Hypertension Case-Finding Service reminder (#4): ABPM

This is the fourth of a series of articles to help pharmacy owners and their teams to maximise the potential of the Hypertension Case-finding Service (HCFS).

The re-launch of the service, including the ability to use the wider pharmacy team to provide parts of the service, allows pharmacy owners to review how they provide the service and this series of articles will focus on a range of topics to support you in doing that.

The service has two stages – the first is identifying people at risk of hypertension and offering them a blood pressure measurement (a ‘clinic check’).

The second stage, where clinically indicated, is offering ambulatory blood pressure monitoring (ABPM). The blood pressure test results are then shared with the patient’s general practice to inform a potential diagnosis of hypertension.

As a result, the service specification requires that pharmacy owners must have both a blood pressure monitor and an ABPM device to be able to offer both parts of the service.
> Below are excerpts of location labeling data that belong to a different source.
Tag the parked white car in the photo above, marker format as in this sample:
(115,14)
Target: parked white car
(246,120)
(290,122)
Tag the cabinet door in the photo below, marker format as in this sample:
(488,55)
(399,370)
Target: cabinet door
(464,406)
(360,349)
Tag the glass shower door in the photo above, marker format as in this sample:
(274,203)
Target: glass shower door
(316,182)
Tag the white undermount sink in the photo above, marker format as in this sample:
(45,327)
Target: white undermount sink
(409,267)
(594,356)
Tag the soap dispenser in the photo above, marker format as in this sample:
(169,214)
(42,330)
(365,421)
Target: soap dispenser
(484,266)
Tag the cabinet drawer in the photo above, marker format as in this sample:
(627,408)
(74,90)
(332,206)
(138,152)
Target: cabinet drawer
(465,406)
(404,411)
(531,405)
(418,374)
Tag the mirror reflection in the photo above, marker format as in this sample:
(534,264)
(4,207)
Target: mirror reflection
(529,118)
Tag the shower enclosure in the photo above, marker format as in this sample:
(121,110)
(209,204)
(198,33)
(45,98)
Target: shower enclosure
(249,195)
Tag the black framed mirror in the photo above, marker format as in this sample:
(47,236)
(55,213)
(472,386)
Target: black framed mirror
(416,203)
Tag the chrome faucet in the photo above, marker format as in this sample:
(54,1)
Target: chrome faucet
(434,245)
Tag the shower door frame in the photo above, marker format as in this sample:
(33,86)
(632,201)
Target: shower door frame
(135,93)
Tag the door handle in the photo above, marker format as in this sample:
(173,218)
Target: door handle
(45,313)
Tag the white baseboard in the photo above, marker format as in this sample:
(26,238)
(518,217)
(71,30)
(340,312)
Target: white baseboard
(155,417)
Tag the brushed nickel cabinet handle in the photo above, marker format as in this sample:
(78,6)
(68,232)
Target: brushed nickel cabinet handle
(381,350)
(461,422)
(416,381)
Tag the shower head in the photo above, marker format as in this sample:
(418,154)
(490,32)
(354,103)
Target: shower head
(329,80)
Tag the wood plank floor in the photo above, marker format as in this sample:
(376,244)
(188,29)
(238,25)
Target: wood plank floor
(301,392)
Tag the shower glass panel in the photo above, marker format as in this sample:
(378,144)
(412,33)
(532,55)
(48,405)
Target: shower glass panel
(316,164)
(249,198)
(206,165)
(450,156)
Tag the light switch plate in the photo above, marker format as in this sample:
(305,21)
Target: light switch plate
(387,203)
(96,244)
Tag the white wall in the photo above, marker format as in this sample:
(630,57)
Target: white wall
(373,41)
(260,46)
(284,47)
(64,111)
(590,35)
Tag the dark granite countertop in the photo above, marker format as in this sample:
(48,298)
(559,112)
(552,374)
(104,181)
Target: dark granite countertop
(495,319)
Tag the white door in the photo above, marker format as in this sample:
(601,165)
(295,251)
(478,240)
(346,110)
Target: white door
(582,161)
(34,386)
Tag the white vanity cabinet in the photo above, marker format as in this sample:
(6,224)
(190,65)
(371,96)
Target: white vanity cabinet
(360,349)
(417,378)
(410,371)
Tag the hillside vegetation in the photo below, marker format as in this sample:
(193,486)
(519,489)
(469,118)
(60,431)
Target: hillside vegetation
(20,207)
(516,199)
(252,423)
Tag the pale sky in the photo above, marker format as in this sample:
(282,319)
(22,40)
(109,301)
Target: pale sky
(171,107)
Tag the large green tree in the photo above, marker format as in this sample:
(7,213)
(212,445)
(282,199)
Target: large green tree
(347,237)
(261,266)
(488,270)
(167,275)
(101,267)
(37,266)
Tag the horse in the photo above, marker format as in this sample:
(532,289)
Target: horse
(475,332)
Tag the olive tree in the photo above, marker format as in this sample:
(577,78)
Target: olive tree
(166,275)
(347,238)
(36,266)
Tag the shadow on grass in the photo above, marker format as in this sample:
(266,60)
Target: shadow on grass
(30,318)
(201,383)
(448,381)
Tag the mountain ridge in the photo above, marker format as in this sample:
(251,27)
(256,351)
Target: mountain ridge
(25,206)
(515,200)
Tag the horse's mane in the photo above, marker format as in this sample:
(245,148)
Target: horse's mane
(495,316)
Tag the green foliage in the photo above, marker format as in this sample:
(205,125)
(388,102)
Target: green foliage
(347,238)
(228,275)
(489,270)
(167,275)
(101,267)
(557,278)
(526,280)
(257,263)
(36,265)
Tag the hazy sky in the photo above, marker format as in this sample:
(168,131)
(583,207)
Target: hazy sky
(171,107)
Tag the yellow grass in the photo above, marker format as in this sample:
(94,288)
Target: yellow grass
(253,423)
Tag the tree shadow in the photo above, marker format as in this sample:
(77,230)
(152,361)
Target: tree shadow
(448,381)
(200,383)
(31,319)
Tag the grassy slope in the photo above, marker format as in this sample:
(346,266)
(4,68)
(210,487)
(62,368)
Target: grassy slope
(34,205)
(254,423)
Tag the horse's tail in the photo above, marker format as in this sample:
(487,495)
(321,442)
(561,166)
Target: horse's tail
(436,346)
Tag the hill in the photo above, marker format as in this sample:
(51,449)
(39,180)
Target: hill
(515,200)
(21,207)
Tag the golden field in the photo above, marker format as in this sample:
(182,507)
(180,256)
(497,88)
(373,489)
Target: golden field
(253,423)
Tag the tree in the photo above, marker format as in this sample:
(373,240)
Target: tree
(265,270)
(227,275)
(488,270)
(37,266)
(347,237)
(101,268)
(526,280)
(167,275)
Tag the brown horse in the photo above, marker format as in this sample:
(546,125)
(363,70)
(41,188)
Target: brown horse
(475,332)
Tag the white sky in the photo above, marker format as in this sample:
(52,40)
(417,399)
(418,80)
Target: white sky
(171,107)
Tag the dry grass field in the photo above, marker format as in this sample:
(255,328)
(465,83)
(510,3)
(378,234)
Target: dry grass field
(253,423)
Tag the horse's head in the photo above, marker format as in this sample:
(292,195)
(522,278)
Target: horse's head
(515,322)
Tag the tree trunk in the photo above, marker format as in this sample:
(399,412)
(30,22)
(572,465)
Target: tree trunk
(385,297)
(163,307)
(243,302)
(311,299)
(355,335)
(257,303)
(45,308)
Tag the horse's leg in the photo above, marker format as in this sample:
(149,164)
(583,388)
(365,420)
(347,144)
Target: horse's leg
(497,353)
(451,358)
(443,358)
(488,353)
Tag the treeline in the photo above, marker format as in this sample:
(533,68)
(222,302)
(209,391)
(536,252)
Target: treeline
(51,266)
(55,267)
Why is it important to have an ABPM device?

ABPM is seen as the gold standard for diagnosing hypertension[1]. Use of ABPM[2]:

  • Provides more measurements than a conventional blood pressure measurement[3];
  • Allows the real blood pressure to be reflected more accurately by repeated measurements;
  • Provides a profile of blood pressure away from the medical environment, thereby allowing identification of individuals with a white coat response[4]; and
  • Shows blood pressure behaviour over a longer period of up to 24 hours rather than giving a snapshot of blood pressure.

ABPM can also assist general practice colleagues in further investigating and supporting clinical management by:

  • Demonstrating the efficacy of antihypertensive medication over a period of up to 24 hours;
  • Identifying patients whose blood pressure does not reduce at night-time and who are probably at high risk; and
  • Demonstrating a number of patterns of blood pressure behaviour that may be relevant to clinical management.

Financial considerations

Compared to clinic blood pressure meters, ABPM devices are expensive. The incentive fees that were negotiated as part of the service were intended to help pharmacy owners to fund the capital cost of purchasing a suitable clinic blood pressure meter and an ABPM. The incentive came to an end at the end of March 2024.
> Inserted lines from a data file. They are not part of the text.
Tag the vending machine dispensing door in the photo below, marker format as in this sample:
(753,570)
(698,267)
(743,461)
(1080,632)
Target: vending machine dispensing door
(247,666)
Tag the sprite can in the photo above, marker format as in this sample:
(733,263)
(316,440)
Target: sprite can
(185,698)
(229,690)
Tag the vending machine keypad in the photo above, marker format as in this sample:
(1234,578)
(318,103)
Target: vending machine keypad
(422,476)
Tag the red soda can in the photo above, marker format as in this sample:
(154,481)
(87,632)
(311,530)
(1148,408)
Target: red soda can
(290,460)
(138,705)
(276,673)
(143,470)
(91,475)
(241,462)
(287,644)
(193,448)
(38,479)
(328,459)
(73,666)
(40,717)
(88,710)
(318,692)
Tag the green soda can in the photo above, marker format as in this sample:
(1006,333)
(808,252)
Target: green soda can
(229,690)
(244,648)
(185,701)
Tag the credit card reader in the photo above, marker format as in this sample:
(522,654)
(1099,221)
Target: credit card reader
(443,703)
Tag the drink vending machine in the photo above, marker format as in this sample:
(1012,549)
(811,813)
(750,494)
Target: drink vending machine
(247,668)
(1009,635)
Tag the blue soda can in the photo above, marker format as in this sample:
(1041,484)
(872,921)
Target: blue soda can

To fulfil the service requirements, pharmacy owners may also want to consider the economics involved regarding outright purchase of ABPMs versus the option of renting equipment.
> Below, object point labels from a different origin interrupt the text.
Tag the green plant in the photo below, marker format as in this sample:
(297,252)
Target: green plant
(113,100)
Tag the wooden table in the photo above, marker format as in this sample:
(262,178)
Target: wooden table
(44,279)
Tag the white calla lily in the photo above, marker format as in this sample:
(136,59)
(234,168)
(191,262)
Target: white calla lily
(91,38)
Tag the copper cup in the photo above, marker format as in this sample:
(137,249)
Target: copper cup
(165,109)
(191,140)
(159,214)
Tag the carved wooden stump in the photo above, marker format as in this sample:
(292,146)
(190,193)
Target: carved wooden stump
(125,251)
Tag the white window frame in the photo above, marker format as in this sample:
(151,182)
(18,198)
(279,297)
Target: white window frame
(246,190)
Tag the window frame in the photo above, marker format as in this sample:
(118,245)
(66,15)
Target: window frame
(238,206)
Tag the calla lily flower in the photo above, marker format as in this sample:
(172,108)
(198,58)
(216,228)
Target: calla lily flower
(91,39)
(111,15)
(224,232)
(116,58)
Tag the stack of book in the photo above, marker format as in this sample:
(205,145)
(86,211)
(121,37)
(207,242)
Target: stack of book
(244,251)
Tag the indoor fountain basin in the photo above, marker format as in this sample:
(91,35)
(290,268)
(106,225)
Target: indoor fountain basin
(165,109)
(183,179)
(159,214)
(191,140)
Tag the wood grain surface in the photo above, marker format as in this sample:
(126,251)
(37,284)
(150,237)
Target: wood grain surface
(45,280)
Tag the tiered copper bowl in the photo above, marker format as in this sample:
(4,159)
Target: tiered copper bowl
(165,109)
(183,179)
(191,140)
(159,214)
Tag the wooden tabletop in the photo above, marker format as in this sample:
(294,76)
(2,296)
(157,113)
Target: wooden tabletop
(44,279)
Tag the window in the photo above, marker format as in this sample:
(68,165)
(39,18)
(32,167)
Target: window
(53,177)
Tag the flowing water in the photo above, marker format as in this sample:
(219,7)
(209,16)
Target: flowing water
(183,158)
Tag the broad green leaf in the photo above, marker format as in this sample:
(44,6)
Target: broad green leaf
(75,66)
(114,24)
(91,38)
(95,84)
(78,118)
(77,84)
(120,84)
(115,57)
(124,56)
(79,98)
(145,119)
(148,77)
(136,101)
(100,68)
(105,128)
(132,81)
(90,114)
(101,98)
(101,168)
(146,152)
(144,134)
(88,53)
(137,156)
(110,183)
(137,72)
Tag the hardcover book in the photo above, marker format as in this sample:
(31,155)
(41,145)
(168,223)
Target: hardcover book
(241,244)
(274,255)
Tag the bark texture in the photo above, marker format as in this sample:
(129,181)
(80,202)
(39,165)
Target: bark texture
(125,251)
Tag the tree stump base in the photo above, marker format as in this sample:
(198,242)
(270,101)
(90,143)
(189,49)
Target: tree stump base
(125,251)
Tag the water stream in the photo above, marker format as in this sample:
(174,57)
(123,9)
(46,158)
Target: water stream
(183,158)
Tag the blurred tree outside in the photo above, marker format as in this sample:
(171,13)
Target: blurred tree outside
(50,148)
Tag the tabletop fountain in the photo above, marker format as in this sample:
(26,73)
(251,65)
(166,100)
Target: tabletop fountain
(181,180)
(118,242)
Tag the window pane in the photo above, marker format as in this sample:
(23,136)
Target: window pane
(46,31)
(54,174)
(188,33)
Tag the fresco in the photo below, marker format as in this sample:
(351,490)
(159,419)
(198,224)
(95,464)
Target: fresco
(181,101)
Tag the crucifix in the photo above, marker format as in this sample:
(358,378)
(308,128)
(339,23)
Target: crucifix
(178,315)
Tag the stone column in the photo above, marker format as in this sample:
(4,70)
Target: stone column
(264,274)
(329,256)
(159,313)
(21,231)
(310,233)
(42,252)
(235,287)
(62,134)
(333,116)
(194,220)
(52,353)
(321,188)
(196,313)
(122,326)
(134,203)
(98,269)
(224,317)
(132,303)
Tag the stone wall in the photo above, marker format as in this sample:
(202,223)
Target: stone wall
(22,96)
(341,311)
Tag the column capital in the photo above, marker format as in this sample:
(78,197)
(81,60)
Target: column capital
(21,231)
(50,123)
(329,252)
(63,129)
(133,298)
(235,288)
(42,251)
Beyond the considerations for pharmacy owners when initially selecting what equipment to buy to be able to provide the service, the service presents a new challenge; how do you protect an expensive piece of equipment that will be regularly loaned out by the pharmacy but forms a vital part of provision of the case-finding aspect of the HCFS?

In order to best protect an ABPM device, pharmacy owners will need to consider:

  • How best to ensure the device is returned to the pharmacy promptly;
  • How to cover the cost of damage or loss of equipment;
  • Ongoing costs of calibration, servicing and any ancillary items; and
  • How to ensure, where a device eventually needs to be replaced, it is affordable to do so.

What options are there to assist?

Loan agreement – A template loan agreement, which can be found at cpe.org.uk/hypertension, is available to assist pharmacy owners to highlight and explain to patients the terms associated with the loan of the ABPM and their responsibilities for caring for the equipment while using it. Such agreements are fairly common practice where NHS equipment is being loaned to patients.

Insurance – Pharmacy owners are encouraged to explore their insurance cover options with their existing insurance providers, trade organisations and other insurance providers, to ensure they have considered how best to protect their ABPM device.

Service/repair/calibration plans and loan equipment – Scoping providers and planning these arrangements in advance, may support reducing both long term costs and the time involved in arranging maintenance of ABPM devices when needed.

What other frequently asked questions (FAQ) have there been regarding ABPMs?

A range of FAQs, including questions raised by pharmacy owners about ABPMs and some of the considerations, can be found at cpe.org.uk/hypertension.

 

[1] Kario K, et al. Guidance on ambulatory blood pressure monitoring: A statement from the HOPE Asia Network – PMC (nih.gov) J Clin Hypertens (Greenwich). 2021 Mar;23(3):411-421.

[2] O’Brien E. Ambulatory blood pressure monitoring in the management of hypertension – PMC (nih.gov). Heart. 2003 May;89(5):571-6.

[3] Staessen JA, et alModern approaches to blood pressure measurement – PMC (nih.gov). Occup Environ Med 2000;57:510–20.

[4]  Owens P, Atkins N, O’Brien E. Diagnosis of white coat hypertension by ambulatory blood pressure monitoring – PubMed (nih.gov)Hypertension 1999;34:267–72.